In the new chapter Quantum Hall effect and Hierarchy of Planck Constants of "p-Adic Length Scale Hypothesis and Hierarchy of Planck Constants" I try to formulate more precisely this idea. The outcome is a rather detailed view about anyons on one hand, and about the Kähler structure of the generalized imbedding space on the other hand.
- Fundamental role is played by the assumption that the Kähler gauge potential of CP2 contains a gauge part with no physical implications in the context of gauge theories but contributing to physics in TGD framework since U(1) gauge transformations are representations of symplectic transformations of CP2. Also in the case of CD it makes also sense to speak about Kähler gauge potential. The gauge part codes for Planck constants of CD and CP2 and leads to the identification of anyons as states associated with partonic 2-surfaces surrounding the tip of CD and fractionization of quantum numbers. Explicit formulas relating fractionized charges to the coefficients characterizing the gauge parts of Kähler gauge potentials of CD and CP2 are proposed based on some empirical input.

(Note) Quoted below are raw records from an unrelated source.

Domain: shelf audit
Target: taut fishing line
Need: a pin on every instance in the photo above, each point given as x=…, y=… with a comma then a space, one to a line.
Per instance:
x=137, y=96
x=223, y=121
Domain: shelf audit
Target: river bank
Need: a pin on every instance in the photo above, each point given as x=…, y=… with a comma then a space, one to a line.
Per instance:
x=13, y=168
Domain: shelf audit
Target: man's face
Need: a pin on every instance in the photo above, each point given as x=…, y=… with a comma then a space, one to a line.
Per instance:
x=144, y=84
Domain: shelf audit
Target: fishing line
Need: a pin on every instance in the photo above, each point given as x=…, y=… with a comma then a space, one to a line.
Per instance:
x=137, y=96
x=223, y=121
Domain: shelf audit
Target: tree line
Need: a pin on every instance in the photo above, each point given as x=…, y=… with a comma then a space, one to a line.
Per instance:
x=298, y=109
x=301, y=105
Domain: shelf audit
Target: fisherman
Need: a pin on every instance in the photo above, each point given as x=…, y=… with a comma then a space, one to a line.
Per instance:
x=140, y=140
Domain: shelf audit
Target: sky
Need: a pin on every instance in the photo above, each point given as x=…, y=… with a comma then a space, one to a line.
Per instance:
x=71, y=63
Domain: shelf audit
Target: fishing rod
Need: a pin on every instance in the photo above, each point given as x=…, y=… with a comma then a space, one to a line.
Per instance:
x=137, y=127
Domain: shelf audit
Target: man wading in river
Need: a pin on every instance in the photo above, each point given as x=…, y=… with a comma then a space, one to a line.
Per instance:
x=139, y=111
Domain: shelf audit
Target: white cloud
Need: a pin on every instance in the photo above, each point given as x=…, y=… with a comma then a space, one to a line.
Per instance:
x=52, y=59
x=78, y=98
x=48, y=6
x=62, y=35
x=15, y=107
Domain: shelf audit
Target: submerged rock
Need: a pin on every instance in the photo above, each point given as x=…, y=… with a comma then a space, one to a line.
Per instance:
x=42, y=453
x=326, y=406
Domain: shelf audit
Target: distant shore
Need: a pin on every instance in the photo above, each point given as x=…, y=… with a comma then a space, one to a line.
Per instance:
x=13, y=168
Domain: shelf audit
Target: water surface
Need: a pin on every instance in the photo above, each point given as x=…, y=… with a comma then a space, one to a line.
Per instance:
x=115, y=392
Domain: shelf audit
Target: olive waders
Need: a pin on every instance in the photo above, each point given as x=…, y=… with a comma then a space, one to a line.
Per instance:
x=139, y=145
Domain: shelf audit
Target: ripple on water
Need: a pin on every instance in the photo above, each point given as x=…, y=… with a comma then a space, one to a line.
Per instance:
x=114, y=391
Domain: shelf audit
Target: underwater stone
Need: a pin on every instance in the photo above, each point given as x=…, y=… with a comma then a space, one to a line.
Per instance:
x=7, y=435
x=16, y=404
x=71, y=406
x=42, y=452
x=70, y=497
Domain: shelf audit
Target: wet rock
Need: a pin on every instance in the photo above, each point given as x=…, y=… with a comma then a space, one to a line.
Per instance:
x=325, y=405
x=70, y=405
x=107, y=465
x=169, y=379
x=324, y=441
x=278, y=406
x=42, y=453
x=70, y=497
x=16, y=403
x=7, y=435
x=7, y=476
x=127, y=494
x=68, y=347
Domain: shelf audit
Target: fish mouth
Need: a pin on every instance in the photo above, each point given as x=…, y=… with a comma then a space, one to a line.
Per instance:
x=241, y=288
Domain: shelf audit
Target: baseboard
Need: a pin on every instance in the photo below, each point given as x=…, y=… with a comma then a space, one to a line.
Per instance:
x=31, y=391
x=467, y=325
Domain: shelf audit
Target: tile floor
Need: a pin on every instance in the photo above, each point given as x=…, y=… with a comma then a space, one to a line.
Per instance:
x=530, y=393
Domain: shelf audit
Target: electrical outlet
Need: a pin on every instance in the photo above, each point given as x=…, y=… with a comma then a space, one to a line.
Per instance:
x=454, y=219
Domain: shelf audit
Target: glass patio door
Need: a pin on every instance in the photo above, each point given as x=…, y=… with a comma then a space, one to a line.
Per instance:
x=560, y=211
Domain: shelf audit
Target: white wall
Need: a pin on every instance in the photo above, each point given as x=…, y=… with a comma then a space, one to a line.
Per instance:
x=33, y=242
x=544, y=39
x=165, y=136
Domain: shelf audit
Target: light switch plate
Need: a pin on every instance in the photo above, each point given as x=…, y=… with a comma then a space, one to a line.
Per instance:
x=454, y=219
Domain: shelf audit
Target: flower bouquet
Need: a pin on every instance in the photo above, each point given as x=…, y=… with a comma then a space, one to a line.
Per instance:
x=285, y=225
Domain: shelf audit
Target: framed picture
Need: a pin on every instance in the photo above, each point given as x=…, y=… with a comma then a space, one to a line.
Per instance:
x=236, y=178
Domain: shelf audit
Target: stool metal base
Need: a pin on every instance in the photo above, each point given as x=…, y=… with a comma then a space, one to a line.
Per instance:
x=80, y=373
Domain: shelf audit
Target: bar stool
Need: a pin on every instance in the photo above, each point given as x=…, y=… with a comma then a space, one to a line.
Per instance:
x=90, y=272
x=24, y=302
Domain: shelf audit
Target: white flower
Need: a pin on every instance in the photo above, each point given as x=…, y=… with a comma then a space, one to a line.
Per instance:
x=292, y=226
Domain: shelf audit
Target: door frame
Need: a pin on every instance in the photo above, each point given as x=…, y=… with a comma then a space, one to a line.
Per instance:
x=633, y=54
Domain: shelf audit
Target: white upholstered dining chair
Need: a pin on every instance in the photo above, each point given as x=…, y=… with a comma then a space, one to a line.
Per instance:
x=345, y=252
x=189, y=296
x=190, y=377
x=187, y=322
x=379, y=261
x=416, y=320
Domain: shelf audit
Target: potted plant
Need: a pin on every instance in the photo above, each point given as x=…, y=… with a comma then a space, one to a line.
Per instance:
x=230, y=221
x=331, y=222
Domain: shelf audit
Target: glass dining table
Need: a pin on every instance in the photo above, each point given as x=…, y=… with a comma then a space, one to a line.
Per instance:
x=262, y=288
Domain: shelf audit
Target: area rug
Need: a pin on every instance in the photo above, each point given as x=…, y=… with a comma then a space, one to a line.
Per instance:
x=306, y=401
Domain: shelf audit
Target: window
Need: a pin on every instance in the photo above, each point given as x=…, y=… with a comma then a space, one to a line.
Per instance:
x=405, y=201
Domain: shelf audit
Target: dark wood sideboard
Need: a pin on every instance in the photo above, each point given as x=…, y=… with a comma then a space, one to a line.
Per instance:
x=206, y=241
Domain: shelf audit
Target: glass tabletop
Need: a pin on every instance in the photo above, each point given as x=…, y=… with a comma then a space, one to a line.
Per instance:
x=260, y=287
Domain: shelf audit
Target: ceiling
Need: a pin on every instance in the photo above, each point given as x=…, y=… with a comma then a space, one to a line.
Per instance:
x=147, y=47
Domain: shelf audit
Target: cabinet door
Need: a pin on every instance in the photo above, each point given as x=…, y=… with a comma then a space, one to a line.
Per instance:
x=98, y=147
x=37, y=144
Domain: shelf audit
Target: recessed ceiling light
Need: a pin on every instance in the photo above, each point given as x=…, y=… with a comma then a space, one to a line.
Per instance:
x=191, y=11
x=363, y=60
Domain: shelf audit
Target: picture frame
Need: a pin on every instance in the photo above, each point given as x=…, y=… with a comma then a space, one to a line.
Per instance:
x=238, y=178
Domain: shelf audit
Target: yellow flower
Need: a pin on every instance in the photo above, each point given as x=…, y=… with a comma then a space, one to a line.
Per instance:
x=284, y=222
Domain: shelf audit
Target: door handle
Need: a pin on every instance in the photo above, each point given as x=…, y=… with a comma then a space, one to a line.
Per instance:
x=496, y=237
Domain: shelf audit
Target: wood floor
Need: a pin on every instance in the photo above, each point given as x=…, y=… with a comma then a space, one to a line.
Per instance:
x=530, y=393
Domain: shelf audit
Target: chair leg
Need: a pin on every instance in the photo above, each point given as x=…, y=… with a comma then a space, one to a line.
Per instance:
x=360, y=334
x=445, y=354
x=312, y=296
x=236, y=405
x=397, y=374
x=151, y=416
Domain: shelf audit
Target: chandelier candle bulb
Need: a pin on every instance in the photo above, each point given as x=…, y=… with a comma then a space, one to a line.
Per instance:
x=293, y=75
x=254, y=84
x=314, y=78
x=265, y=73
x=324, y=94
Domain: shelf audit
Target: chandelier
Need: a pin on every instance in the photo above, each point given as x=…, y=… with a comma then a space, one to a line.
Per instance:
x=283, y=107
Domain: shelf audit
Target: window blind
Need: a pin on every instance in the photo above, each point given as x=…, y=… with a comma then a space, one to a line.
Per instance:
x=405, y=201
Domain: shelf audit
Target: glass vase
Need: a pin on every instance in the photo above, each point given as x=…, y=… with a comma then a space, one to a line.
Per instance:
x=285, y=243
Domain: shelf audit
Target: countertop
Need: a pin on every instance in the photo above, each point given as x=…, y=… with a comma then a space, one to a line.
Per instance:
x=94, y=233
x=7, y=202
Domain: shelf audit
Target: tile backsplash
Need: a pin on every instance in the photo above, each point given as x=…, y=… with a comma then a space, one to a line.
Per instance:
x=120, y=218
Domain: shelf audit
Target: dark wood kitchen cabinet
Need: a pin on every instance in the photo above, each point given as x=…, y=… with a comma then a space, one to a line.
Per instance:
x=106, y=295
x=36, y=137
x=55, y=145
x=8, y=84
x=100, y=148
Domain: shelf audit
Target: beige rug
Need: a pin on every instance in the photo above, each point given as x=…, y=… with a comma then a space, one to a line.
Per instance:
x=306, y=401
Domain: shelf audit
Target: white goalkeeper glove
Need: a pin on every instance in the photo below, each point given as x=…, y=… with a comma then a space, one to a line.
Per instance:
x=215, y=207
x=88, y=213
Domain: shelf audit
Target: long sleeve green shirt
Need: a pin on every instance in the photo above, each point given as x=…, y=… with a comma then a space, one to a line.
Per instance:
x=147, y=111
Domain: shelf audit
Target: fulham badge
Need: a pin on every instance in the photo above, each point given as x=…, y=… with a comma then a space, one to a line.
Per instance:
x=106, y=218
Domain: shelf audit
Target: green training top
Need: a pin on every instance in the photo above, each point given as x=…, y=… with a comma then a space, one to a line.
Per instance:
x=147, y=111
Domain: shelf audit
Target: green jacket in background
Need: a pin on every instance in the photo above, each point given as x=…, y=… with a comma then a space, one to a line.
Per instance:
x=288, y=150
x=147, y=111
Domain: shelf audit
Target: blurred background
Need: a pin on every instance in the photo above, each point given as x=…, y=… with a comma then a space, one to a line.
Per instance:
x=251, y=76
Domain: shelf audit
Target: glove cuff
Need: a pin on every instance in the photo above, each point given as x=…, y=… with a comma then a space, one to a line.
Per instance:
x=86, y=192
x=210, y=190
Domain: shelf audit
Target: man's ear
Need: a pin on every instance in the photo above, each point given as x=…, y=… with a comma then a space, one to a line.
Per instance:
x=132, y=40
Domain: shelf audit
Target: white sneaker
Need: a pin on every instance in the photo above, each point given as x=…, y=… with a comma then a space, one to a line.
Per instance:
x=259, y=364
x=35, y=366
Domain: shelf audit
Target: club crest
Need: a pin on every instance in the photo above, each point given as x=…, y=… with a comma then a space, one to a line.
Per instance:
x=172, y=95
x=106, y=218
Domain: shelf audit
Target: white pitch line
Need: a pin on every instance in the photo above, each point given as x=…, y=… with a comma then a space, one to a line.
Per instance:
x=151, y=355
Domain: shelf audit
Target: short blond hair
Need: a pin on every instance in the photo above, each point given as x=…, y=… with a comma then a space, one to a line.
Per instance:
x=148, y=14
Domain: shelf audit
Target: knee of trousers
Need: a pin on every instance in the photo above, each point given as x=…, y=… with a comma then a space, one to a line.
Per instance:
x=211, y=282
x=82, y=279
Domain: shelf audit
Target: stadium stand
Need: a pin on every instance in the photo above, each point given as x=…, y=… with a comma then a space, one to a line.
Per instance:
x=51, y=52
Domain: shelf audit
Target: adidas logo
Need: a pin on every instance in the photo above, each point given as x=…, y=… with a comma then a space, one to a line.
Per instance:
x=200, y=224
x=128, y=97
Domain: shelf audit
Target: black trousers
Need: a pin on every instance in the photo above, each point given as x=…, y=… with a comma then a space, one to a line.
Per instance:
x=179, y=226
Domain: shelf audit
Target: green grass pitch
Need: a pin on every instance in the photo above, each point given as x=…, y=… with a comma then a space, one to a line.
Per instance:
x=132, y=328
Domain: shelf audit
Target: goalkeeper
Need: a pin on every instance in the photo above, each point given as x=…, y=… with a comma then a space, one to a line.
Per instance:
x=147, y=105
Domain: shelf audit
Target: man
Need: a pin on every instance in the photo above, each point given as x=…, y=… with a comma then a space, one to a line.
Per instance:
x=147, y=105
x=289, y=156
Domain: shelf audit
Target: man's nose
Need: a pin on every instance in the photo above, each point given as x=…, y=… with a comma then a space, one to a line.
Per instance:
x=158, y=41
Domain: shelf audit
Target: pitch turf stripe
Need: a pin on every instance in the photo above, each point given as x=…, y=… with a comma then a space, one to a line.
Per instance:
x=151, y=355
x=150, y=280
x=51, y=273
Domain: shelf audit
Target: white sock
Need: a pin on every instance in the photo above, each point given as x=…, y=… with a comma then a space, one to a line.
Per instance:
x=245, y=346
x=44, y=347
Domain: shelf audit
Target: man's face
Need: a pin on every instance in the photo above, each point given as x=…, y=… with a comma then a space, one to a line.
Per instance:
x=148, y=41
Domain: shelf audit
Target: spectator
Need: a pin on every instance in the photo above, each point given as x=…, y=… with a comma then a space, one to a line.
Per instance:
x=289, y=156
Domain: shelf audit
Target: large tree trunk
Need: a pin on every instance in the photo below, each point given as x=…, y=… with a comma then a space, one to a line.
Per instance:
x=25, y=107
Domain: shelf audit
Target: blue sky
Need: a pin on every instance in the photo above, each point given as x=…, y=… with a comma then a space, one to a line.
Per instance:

- One important implication is that Poincare and Lorentz invariance are broken inside given CD although they remain exact symmetries at the level of the geometry of world of classical worlds (WCW). The interpretation is as a breaking of symmetries forced by the selection of quantization axis.
- Anyons would basically correspond to matter at 2-dimensional "partonic" surfaces of macroscopic size surrounding the tip of the light-cone boundary of CD and could be regarded as gigantic elementary particle states with very large quantum numbers and by charge fractionization confined around the tip of CD. Charge fractionization and anyons would be basic characteristic of dark matter (dark only in relative sense). Hence it is not surprising that anyons would have applications going far beyond condensed matter physics. Anyonic dark matter concentrated at 2-dimensional surfaces would play key key role in the the physics of stars and black holes, and also in the formation of planetary system via the condensation of the ordinary matter around dark matter. This assumption was the basic starting point leading to the discovery of the hierarchy of Planck constants. In living matter membrane like structures would represent a key example of anyonic systems as the model of DNA as topological quantum computer indeed assumes.
- One of the basic questions has been whether TGD forces the hierarchy of Planck constants realized in terms of generalized imbedding space or not. The condition that the choice of quantization axes has a geometric correlate at the imbedding space level motivated by quantum classical correspondence of course forces the hierarchy: this has been clear from the beginning. It is now clear that first principle description of anyons requires the hierarchy in TGD Universe. The hierarchy reveals also new light to the huge vacuum degeneracy of TGD and reduces it dramatically at pages for which CD corresponds to a non-trivial covering or factor space, which suggests that mathematical existence of the theory necessitates the hierarchy of Planck constants. Also the proposed manifestation of Equivalence Principle at the level of symplectic fusion algebras as a duality between descriptions relying on the symplectic structures of CD and CP2 forces the hierarchy of Planck constants.